An innovative Narrabri organisation, the Women’s Shed, has got off to a flying start with a meeting attended by 40 women on Saturday.

The Women’s Shed will be a group which will offer women, aged 15 and above, opportunities to learn practical new skills, create, socialise, network and enjoy each other’s company.

Women in our community are looking to learn skills in woodworking, mechanics, welding, plumbing, and general industrial skills and they are wanting to learn how to use hand and power tools and be able to do general maintenance around their homes and also be creative with art and sculptures.

The launch of the Women’s Shed is an initiative by Community College Northern Inland Campus co-ordinator Trish Dandridge.

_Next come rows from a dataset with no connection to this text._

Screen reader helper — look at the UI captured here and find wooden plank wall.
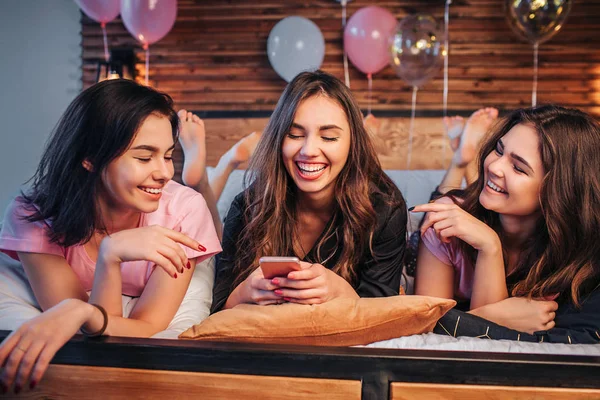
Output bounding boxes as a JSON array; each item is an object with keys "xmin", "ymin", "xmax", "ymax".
[{"xmin": 80, "ymin": 0, "xmax": 600, "ymax": 171}]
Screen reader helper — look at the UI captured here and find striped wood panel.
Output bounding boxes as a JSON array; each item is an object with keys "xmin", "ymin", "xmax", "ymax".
[
  {"xmin": 80, "ymin": 0, "xmax": 600, "ymax": 173},
  {"xmin": 80, "ymin": 0, "xmax": 600, "ymax": 114},
  {"xmin": 196, "ymin": 116, "xmax": 453, "ymax": 170}
]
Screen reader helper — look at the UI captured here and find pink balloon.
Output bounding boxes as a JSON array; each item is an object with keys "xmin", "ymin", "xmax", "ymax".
[
  {"xmin": 121, "ymin": 0, "xmax": 177, "ymax": 48},
  {"xmin": 344, "ymin": 6, "xmax": 397, "ymax": 76},
  {"xmin": 75, "ymin": 0, "xmax": 120, "ymax": 24}
]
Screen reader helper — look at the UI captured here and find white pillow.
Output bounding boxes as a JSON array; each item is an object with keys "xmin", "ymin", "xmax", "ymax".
[{"xmin": 0, "ymin": 252, "xmax": 42, "ymax": 330}]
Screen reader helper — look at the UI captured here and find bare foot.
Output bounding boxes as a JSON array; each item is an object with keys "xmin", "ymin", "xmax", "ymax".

“The aim is to establish an organisation which will be a vehicle for women to learn ‘hands on’ skills they may not normally have easy access to, with other benefits such as networking, mentoring and coaching, introducing women to non-traditional skills and trades to broaden career choices and pathways.

“This group can empower women to be who they want to be and do what they want to do,” said Mrs Dandridge.

She was delighted with the enthusiasm at the first meeting. “In addition to the 40 women who came along, I have had expressions of interest from at least another ten women.

“Women’s Sheds have only started to emerge in the last few years, but are now gathering momentum.

“I initiated this Women’s Shed because we have been seeing strong interest from women through the Community College’s ‘learn to weld’ and other industrial type classes. The feedback I was getting indicated that the interest was there and it was time.

“Women want to learn how to do these things themselves and not have to rely on a handyman for everything – they can do it themselves.

“A lot of women may simply want to know how to change the washer on a tap, or use power tools – but it can be anything.”

“The Women’s Shed can also be used as a platform to discuss women’s health and wellbeing in our community, be inclusive of minority groups such as women with a disability, create an avenue for new people coming to town to meet and integrate into our community – there are so many opportunities for this group to give back to our community as well,” said Mrs Dandridge.

“At the meeting on Saturday, there was a lot of discussion around how the women see the Shed evolving such as making projects to donate back into the community.

“I want the Women’s Shed to be a safe, happy and harmonious place for all women to come and enjoy.

“I am very conscious that even though we have started discussions, we want it to evolve into what the community wants it to be, so we are looking for input and suggestions.”

The first meeting has set the scene for a successful Women’s Shed.

“We have about a dozen women who have put their hands up to establish our committee.

What is the next step? “We need to formalise our committee, secure a location and we are applying for funding to be able to set up the Women’s Shed” said Mrs Dandridge.

Meanwhile, the organisation is looking for a suitable name for the Women’s Shed and suggestions are welcomed.